Laboratory automation has different automation requirements, but the compliance goals are the same

For new product development and product testing, laboratories are critical to the cannabis industry. Utilizing more automated lab processes can reduce the potential for human error. While the pumps, valves, motors, containers and sensors used in lab equipment are smaller than those used in a production environment, the control principles remain the same. In addition, laboratory equipment requires microscale control of liquids, which is not required to achieve a certain level of precision in the extraction process. In automated laboratory equipment, machinery is also needed to control the movement of pipettes, microplates, vials and caps. Printers and tracking systems (such as barcode readers and vision sensors) are also within the scope of the control system. Accuracy and reproducibility in the laboratory are critical, and automated laboratory equipment is manufactured and validated according to strict standards. Verified equipment, such as that in the production room, must be certified for instrumentation, operation and performance; preventative maintenance; and requalification after repair. In addition to laboratory equipment, top test labs follow Good Laboratory Practices (GLP), and many are ISO 17025 certified for their processes.
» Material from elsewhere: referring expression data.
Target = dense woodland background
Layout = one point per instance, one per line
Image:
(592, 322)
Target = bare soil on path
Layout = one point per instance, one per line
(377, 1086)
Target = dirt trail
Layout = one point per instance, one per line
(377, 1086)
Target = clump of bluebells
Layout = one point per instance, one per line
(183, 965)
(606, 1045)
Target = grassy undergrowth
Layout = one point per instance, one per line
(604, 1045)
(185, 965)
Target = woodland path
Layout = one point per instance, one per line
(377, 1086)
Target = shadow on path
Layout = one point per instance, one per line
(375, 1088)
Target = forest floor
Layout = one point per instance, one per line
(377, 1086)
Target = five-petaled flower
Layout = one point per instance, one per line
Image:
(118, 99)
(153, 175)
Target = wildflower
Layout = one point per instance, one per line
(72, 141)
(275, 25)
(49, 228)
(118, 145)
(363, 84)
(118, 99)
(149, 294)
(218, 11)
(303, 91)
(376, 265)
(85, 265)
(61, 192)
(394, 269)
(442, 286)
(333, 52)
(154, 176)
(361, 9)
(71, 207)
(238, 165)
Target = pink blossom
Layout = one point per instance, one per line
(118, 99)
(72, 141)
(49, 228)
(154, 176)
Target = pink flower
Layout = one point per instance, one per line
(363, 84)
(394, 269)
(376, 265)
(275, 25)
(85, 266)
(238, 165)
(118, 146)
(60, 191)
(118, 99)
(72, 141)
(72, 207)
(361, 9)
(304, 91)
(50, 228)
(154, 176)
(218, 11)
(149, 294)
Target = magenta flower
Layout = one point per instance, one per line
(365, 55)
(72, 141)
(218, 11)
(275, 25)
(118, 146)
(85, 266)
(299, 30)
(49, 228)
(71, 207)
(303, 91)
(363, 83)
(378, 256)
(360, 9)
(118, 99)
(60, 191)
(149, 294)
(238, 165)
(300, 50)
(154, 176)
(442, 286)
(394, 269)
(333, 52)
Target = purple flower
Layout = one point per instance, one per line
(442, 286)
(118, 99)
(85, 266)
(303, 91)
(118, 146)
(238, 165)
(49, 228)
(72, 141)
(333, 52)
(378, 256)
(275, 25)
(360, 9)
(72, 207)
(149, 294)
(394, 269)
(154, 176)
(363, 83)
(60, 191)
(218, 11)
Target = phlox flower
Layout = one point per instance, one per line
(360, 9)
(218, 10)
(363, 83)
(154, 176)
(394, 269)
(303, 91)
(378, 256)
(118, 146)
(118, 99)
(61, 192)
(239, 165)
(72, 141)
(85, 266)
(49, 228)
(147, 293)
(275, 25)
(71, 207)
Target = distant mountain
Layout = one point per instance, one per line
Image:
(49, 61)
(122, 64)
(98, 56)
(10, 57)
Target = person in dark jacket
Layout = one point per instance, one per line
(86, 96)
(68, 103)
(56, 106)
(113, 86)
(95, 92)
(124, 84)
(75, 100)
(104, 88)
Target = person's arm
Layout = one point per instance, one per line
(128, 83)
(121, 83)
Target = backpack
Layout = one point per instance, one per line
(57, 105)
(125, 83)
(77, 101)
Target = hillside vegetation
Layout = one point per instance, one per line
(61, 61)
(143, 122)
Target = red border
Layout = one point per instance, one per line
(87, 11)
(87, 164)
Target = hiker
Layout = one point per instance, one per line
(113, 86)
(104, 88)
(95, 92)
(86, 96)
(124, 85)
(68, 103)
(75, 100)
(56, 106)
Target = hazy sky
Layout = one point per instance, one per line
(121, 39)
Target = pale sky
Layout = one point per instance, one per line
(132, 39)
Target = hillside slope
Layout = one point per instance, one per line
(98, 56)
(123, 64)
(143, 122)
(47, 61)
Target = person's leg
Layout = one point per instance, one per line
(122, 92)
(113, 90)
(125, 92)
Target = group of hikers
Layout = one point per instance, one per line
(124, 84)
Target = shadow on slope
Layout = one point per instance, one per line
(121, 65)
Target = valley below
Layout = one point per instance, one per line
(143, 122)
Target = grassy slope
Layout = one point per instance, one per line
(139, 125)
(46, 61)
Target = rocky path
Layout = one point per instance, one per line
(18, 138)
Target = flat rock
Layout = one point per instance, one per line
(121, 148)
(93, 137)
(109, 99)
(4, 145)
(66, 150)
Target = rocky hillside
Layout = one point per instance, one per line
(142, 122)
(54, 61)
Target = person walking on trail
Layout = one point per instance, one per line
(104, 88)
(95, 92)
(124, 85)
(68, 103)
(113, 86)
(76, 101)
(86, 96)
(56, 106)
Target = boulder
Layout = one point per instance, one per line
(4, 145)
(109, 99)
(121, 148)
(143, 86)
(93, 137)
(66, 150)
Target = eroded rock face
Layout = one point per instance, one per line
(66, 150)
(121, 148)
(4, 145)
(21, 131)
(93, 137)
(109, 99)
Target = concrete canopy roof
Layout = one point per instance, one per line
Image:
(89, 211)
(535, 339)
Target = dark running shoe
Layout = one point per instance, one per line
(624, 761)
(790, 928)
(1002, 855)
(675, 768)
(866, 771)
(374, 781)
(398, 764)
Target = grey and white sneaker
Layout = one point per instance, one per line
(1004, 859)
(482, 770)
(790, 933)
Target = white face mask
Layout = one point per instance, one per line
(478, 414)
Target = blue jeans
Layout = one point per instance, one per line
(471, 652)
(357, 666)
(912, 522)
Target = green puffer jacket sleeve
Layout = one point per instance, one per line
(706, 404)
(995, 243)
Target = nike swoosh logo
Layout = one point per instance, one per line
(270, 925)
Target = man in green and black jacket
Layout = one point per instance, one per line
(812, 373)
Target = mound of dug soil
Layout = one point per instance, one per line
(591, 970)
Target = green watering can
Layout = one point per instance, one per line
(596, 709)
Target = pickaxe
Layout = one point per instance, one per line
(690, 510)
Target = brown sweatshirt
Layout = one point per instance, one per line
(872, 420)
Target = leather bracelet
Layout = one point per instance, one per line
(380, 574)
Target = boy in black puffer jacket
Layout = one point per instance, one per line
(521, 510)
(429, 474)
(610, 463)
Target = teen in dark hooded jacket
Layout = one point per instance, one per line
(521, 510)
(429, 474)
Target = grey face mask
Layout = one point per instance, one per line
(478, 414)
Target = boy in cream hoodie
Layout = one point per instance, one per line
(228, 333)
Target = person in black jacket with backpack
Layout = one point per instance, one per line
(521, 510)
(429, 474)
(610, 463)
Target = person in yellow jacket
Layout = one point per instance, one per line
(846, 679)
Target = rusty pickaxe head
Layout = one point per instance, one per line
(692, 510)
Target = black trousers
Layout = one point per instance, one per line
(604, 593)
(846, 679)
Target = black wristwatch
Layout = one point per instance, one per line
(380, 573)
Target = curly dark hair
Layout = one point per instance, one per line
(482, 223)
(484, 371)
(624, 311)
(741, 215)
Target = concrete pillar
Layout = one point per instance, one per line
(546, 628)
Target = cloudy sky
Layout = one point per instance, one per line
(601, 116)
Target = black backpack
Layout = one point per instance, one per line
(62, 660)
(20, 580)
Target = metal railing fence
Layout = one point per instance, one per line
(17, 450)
Technical support for automated systems

One of the key factors to evaluate when purchasing automated systems or laboratory equipment for high-volume oil recovery or high-volume laboratory testing is the availability of spare parts. Proprietary/custom spare parts indicate long waiting times for replacement. It is also a good idea to work with an OEM that will build the extraction system from scratch and will not outsource subsystems (such as control panels) to a panel shop. A solid manufacturer's technical support staff usually has faster response times and a thorough knowledge of hardware, software, and meets the guidelines that will best solve the problem.



On-site service support - start-up and commissioning. Photo courtesy of Gibraltar Apeks Supercritical.

No one expects a lab technician or cannabis business owner to be an expert in automation or equipment and process validation. It is useful and increasingly important that key personnel have a general understanding of the terminology and issues involved in process and laboratory automation. A level of understanding sufficient to query and assess key areas is critical to growth, competitiveness and compliance.